Responsabilidades jerárquicas y el plan sistemático
Los imputados, quienes se desempeñaban en el Escuadrón 6 de Gendarmería Nacional, enfrentan cargos por allanamiento ilegal, privación ilegítima de la libertad y tormentos contra militantes del Partido Comunista. Durante su alegato, Minatta subrayó la necesidad de que las sanciones sean de cumplimiento efectivo en cárcel común, remarcando que «los crímenes deben ser considerados de lesa humanidad y las penas de cumplimiento inmediato». Caserotto ejercía como jefe de Inteligencia, mientras que Gómez del Junco lideraba el área de Logística y Finanzas, roles que los sitúan en el centro de la operatividad represiva regional.
«La noche del cumpleaños» y la violencia sobre las infancias
Uno de los ejes del juicio es el operativo del 14 de mayo de 1977, donde fuerzas conjuntas irrumpieron en un festejo familiar para secuestrar a una decena de militantes. La fiscalía puso especial énfasis en la vulneración de derechos de los niños presentes, señalando que «las prácticas represivas perpetradas sobre las infancias fueron igualmente aterrorizantes y les afectaron con igual intensidad». En aquel procedimiento, dos niños de 4 y 7 años fueron mantenidos cautivos en su hogar durante diez días bajo amenazas de muerte.

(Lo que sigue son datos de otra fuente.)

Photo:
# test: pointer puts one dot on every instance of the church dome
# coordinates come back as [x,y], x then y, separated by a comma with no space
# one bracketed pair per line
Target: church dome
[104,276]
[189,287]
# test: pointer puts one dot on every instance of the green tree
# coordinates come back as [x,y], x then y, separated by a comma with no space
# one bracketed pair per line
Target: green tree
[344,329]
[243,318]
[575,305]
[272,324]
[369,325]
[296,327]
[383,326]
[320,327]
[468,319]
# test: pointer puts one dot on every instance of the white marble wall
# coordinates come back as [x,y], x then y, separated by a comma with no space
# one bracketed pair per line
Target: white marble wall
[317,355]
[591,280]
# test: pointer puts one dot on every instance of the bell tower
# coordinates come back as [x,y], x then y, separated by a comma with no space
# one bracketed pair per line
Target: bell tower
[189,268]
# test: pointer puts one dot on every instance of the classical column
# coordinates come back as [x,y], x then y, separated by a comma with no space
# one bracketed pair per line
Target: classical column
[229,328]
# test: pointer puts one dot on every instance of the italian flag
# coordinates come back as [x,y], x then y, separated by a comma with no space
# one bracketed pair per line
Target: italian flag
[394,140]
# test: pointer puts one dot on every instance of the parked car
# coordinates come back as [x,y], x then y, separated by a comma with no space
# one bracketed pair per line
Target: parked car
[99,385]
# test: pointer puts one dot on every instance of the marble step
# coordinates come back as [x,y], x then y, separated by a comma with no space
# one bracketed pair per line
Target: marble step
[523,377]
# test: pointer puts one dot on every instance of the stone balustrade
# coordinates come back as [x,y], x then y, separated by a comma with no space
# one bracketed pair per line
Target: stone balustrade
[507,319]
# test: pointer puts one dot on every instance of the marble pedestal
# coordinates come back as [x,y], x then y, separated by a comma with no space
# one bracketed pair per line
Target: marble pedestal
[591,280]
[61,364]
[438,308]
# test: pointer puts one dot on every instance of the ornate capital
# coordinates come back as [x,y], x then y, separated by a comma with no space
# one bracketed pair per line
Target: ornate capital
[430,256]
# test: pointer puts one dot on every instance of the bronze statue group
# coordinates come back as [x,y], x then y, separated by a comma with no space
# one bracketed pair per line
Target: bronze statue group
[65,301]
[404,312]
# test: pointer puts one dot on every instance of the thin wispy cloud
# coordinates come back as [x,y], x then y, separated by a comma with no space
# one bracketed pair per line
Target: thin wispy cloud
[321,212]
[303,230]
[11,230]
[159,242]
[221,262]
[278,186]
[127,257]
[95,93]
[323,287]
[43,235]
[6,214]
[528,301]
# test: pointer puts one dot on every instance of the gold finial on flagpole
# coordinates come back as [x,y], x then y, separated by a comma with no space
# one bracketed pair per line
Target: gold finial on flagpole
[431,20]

Torturas en centros clandestinos y el uso de la picana
El debate también abordó un segundo hecho ocurrido en 1978 en el balneario Banco Pelay, donde las víctimas fueron sometidas a tormentos físicos extremos. Según el relato fiscal, uno de los sobrevivientes logró identificar directamente a uno de los acusados durante las sesiones de tortura, precisando que «Stur pudo ver a Gómez del Junco con la picana en la mano, aplicándoles esa modalidad». Estas prácticas incluyeron el uso de alambres en el cuello y la técnica conocida como «la palomita», evidenciando el ensañamiento contra los perseguidos políticos.
Implicancias sociales y la recuperación de la memoria territorial
Más allá de las condenas individuales, la fiscalía solicitó medidas de reparación simbólica y territorial, como la señalización de unidades militares y policiales como Sitios de la Memoria. Minatta recordó que en la región «los integrantes del PC local fueron brutalmente perseguidos, cesanteados, encarcelados y severamente torturados», mencionando a numerosos militantes que aún permanecen desaparecidos. Esta dimensión del alegato busca que el sistema judicial no solo sancione a los culpables, sino que también intervenga en la construcción de la verdad histórica en la provincia de Entre Ríos.
El valor probatorio de los sobrevivientes
En el tramo final de su exposición, la fiscal rescató el papel fundamental de los testigos que, tras décadas de silencio o procesos judiciales fragmentados, han logrado reconstruir el horror. Minatta destacó que estos testimonios tienen un valor privilegiado dado que «son los que estuvieron dentro del terror y han sobrevivido para contarlo». La prueba documental, incluyendo libros de entrada de presos de la Unidad Penal N°4, terminó de cerrar el círculo probatorio sobre la intervención directa de la Gendarmería en la represión ilegal.